As previously noted, the Southern Pacific was the last of the three “overland” railroads to actually use the name Overland Limited, as Union Pacific and Chicago & North Western began using the name no later than 1895 while SP did not until 1899. So it is somewhat ironic that SP was the last of the three railroads to promote the train and cling to the name.
Southern Pacific loved to advertise using photos of its trains crossing the Great Salt Lake. This postcard from the 1930s does not mention the Overland Limited, but the name on the rear drumhead is clear. Click image to download a PDF of this postcard.
As noted yesterday, the North Western stopped running the Overland Limited in 1955, leaving it an Omaha-San Francisco train. Union Pacific dropped the train in 1960, leaving it an Espee-only train until that railroad finally dropped it in 1962.
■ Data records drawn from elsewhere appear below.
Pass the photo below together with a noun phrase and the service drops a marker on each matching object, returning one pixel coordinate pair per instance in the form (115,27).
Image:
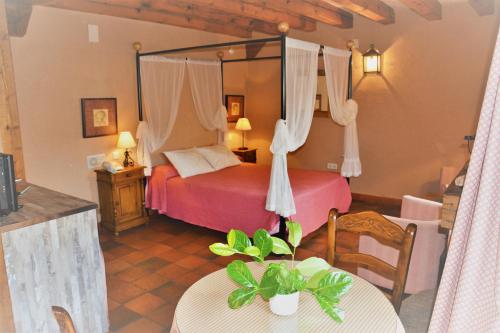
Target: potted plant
(281,282)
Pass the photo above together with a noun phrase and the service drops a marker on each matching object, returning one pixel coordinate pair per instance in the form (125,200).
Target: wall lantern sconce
(371,60)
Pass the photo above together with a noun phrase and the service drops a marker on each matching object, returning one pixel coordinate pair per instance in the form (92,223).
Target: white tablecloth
(203,308)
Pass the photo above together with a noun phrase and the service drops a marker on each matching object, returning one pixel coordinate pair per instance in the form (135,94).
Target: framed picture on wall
(99,117)
(235,105)
(317,103)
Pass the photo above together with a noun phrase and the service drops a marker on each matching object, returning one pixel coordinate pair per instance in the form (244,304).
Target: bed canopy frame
(283,29)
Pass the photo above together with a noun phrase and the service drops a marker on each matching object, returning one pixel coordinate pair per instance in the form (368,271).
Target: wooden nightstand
(249,155)
(121,198)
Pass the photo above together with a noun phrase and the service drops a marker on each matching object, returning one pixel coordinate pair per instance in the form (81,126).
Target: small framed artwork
(235,105)
(317,103)
(99,117)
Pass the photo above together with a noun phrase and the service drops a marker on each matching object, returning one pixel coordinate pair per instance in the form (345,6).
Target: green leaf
(280,246)
(263,241)
(329,306)
(241,296)
(312,265)
(313,282)
(269,285)
(330,286)
(294,233)
(222,249)
(239,273)
(252,251)
(238,240)
(335,284)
Even though the streamlined City of San Francisco was the route’s premiere train, that train did not run daily until late 1947. So the above 1946 ad for three daily heavyweight trains–the Golden State Limited, Overland Limited, and Sunset Limited–made sense for SP. At the time the ad was run, SP had probably already ordered streamlined equipment for the other two trains, but the Overland Limited would never be fully streamlined.
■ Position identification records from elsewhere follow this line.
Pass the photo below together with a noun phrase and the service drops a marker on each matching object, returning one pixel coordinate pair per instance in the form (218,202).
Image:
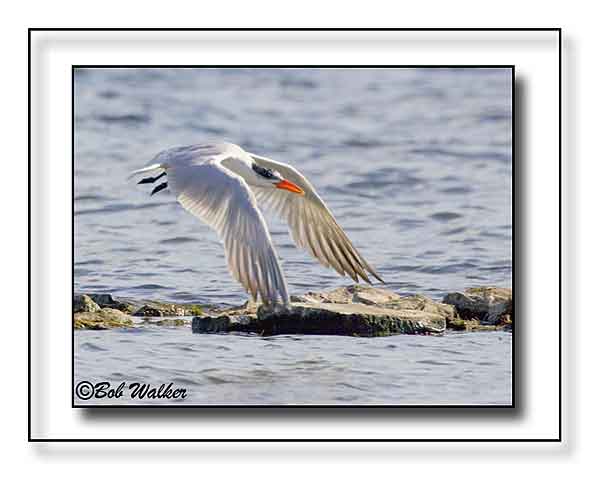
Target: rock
(489,305)
(351,319)
(101,320)
(84,304)
(225,324)
(167,322)
(355,319)
(148,311)
(106,300)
The above ad from the May, 1953 issue of National Geographic is a little more surprising as by this time the Overland was far from the first-class train it once was. The ad describes the train as the “fastest, non extra fare streamliner between Chicago and San Francisco,” meaning it was faster than the California Zephyr and didn’t charge the extra fare required to ride the City of San Francisco. However, it still wasn’t really a streamliner, as a typical consist in 1946 combined streamlined coaches and sleepers with heavyweight diners, lounges, and sleepers.
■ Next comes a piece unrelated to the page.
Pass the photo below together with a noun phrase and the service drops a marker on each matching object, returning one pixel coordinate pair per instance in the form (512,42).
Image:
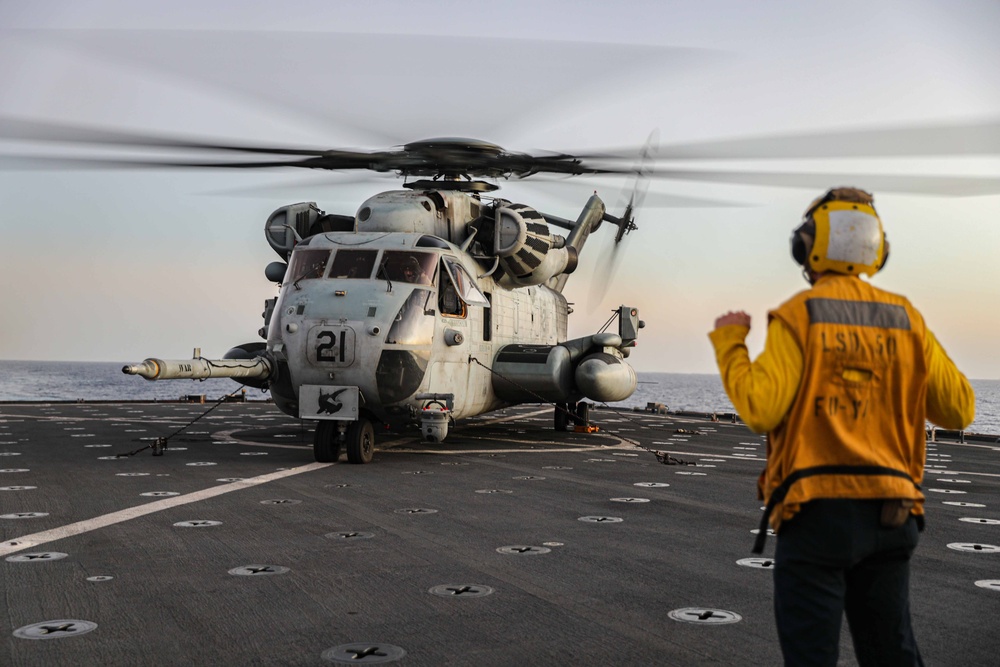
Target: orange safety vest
(856,426)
By 1955, the consist of at least some Overlands were fully streamlined, and sometimes even included one of Southern Pacific’s dome cars. But the above 1955 photo shows at least two heavyweight cars in the train; one appears to be a coach and the other a sleeping car or possibly a diner.
In 1960, when the above photo was taken, about half the train was baggage and express cars, meaning SP was mainly using it to move mail and other express freight. The rear cars are obscure, but they are likely streamlined coaches and possibly a streamlined sleeping car.